事案の概要
以前に司法書士に破産手続申立てを依頼し、受任通知を発送してもらったが、その後、転居するなどして処理が滞っていた、転居先での生活が安定してきたため、別の司法書士に依頼し破産手続申立てに至ったという事案について、破産管財人に選任されました。
主な管財業務の内容
破産者は転居後就職した会社から生活費等の借入れを行い給与天引きの方法で返済を継続していたため、受任通知後の返済として勤務先から返済分の返還を受けることができないか検討しました。勤務先が破産等の事実を知った時期が不明確であったため、確実と思われる時点を前提に勤務先と交渉しその一部の返還を受けました。
その他、破産者には目ぼしい財産が存在しなかったため、自由財産拡張の処理を行いました。
破産者が破産に至った主たる原因は収入を超える生活支出を継続していたことにあったため、その点については浪費的と判断しました。
本事例の結末
勤務先への返済については一部返還を受けるという処理を行い、その他、債権者に配当すべき財産は存在しなかったため、初回の債権者集会にて破産手続廃止となりました。

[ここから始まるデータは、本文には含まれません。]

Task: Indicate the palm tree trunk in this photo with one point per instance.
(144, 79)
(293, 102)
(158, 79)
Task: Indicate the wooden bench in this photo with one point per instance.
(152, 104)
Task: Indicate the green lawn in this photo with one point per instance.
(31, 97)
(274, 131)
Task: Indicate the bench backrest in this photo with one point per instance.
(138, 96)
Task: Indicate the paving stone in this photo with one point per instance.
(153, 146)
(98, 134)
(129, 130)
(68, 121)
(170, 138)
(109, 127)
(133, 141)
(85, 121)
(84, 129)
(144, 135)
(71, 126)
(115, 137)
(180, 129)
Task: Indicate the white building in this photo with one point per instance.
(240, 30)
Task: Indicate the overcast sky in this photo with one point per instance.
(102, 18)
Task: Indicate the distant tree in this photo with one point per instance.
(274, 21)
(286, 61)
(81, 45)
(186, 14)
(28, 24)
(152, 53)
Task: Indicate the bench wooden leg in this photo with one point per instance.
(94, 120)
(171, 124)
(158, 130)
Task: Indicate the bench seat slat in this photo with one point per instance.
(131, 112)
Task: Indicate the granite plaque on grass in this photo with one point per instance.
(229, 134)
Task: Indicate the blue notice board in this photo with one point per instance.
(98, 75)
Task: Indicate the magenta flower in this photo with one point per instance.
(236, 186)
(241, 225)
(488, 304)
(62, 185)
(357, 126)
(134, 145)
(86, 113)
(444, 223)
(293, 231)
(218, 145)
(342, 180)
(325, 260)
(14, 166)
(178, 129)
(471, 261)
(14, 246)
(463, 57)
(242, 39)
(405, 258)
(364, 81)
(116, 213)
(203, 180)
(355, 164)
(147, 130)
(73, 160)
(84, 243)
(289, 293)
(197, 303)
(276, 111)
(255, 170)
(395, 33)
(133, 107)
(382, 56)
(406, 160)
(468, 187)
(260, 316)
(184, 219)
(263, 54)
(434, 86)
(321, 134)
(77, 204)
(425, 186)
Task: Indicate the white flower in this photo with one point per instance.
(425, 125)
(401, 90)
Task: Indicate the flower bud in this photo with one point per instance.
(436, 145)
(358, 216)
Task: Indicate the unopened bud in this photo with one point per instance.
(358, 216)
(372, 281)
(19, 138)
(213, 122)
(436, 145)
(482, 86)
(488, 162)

免責手続きにおいては浪費的な側面があることを指摘しましたが、結論としては裁量免責相当の意見を提出し、裁判所もそれに従い免責許可決定をしました。
本事例に学ぶこと
受任通知発送後は借入れや返済を行わないことが原則ですが、給与天引きで事実上勤務先に対する返済だけを継続しているというケースはそれなりに存在します。
勤務先が返済不能を認識した以降の天引分は返還の対象となり、免責不許可事由との関係もありますので、給与天引きでの返済については注意が必要です。